Bad design: Losing your place after logging in

Usually, for reasons of security, some websites will only allow you to automagically login for a limited time. After that, the sites will stop and force you to enter your credentials again. They will then work automagically again for whatever the specified time is.

This is an inconvenience, but a minor one, and I can see the justification for it.

However, a surprising number of websites–so many I won’t even attempt a list–completely mess this up by following this pattern:

  1. You have a link to an interesting article/feature in a newsletter to a site you have an account on. I’ll use Goodreads because their site is generally terrible and it’s the most recent one where this has happened.
  2. When you click the link in the newsletter, you are taken to the site–you can see the article, but over top of it is a pop-up demanding that you log in (or create an account).
  3. You enter your credentials.
  4. You are taken to the main page of the site.
  5. You must now find the article you came to read, or go back to the newsletter and click the link again, which will now take you, logged in, to the article in question.

This is bad design, because it adds multiple steps to what should be a simple click and worse, sends the user off to somewhere they never meant to go, forcing them to retrace their virtual steps to get back. It wouldn’t surprise me if this extra friction results in a lot of people just not bothering at all.

The correct way–and the way all properly managed sites handle this, is to let the user enter their credentials, then keep them on the same page, so they can see the content they had come for.

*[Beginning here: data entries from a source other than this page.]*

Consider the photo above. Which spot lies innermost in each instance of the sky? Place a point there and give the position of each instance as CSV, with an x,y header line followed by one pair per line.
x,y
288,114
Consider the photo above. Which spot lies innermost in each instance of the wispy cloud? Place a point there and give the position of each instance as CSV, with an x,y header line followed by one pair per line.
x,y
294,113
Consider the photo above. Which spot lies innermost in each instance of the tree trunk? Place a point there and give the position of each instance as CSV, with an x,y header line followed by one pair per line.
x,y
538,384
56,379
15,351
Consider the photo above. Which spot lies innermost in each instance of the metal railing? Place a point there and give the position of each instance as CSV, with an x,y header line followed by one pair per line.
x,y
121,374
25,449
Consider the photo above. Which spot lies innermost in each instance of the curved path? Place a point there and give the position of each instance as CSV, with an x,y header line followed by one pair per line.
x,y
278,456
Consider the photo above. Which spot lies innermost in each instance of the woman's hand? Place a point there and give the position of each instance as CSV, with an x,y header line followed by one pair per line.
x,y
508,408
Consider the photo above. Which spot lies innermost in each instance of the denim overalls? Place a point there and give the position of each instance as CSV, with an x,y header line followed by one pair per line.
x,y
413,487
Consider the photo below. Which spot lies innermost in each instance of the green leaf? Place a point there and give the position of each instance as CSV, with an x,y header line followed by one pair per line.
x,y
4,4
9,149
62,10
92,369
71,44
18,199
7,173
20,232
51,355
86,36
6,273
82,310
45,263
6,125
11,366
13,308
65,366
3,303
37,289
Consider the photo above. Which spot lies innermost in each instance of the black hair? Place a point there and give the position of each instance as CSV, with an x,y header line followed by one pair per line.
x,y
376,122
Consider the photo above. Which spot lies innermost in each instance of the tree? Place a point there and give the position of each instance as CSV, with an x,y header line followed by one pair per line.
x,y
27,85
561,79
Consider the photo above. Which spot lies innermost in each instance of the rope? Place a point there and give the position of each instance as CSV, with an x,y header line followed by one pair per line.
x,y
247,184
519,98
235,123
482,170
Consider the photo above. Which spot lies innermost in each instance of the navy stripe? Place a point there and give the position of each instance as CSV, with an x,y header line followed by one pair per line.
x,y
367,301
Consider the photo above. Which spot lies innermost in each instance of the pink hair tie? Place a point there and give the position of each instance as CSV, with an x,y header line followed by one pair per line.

It sounds astoundingly obvious and logical, yet even in 2021 many sites fail to offer this.

Bad design: Goodreads’ review editor

As terrible as 2020 has been, we still have modern conveniences, like toasters, washing machines and keyboard shortcuts for formatting when writing text on the web.

Unless you use Goodreads’ “What did you think?” text box to add a review of a book you’ve read. In this case what you get is a text box that could have existed in 1998, unchanged.

Here’s the set of formatting tips it includes, which could have been cribbed from Learning HTML for Dummies, 1999 edition:

They do have a few concessions to the 21st century, mostly related to allowing easier linking to content on its own site (a coincidence, to be sure), and if you use a proper link, it will automatically make it clickable, a true miracle of modern web magic.

But looking at the warning about improperly nesting tags really does take me back to when I was building websites in HTML by hand and yes, it really was in 1999.

Given how trivially simple it is to offer simple and easy formatting controls (keyboard shortcuts and a formatting bar, both of which are available to me as I write this post in WordPress), the only reason I can think for a massive site like Goodreads to not offer the same is sheer laziness. And that’s not a good reason. It’s bad design.